Among the disciples here made there was a young man who became to Paul a minister more true than John Mark, a fellow apostle more persevering than Barnabas. This was TIMOTHY of Lystra. By his mother Eunice, and his grandmother Lois, Timothy was taught the Scriptures from his childhood. Two of St. Paul’s epistles were to him addressed, (Acts 16:1.)

To Derbe Which lies eastward from Lystra, distant a few hours’ journey.

Verse 21

21. Taught many At Derbe, as at neither of the last three places, Paul seems to encounter no persecution, but to have won many converts. The simple omission of any mention of persecutions strikingly coincides with Paul’s own account in 2 Timothy 3:11, where Paul reminds Timothy of his persecutions at Antioch, at Iconium, at Lystra, and there stops. Paley draws a striking argument from this plainly undesigned coincidence between the Acts and the Epistle to prove the authenticity and the truth of both.

Here terminates the journey of the apostle, and from this point he retraces his steps, by Lystra, Iconium, and Antioch, mainly by the route which he came, to the Mediterranean, thence by sea to the great Syrian Antioch whence he started. A few hours’ journey eastward from Derbe would have brought him to the Syrian Gates, whence he could have taken a shorter route to metropolitan Antioch, visiting by the way his native Tarsus. But objects nearer to his heart even than his home and kindred lay in the route he took.

Verse 22

22. And that The that depends upon exhorting; or we may supply saying, after and understood.

Much tribulation This is true especially of ages of persecution; it is true, in a less degree, even in Christian lands, and in the ordinary state of a world unconverted. Nay, it is even true internally of every Christian, since the depravities of the heart itself are ever prone, unless kept in firm subjection, to rise up in insurrection against the grace of God. But this text cannot be so overstrained as to prove that there shall never come an age in which all shall know the Lord from the greatest even unto the least, and when external persecution shall have dwindled to a minimum, perhaps to nothing.

Verse 23

23. Ordained The Greek word signifies to elect by the outstretched hand. This election is a different act, expressed by a different word, from the imposition of hands, by which ordination is performed. The election in the present case is expressly said to have been done by the apostles. We may suppose reasonably that they consulted the views of the members of the Church; but there is not the slightest ground for doubt that Luke attributes the authority of the act to the apostles.

Elders So far as there was pastorship, oversight, instruction, exhortation, or even preaching, the elders performed or provided for it. In Jewish Churches such an officer was called a presbyter, that is, elder; in Gentile Churches he was called an episcopos, that is, overseer or superintendent, from which Greek word our English bishop is derived.

Verse 24

24. Throughout Pisidia They passed through the province southward.

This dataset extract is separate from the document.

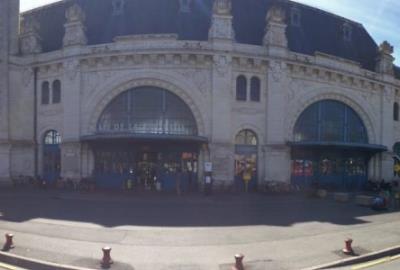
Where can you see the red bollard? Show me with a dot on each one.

Pamphylia (See note on Acts 13:13.)

Verse 25

25. Perga (See note on Acts 13:13.) Now on Paul’s return southward the inhabitants have returned, and he accordingly preached the word.

Into Attalia In going into Asia Minor they had sailed up the Cestrus; but in this their return they take a land route to Attalia, and there embark to Syrian Antioch.

Verse 26

26. Sailed to Antioch Trace upon the map their line of voyage cutting through the Mediterranean, between Cilicia and Cyprus, to Seleucia, the seaport town of Antioch.

Whence they had been recommended Antioch had been the departing point, (Acts 13:1-4,) and Antioch is now their returning point.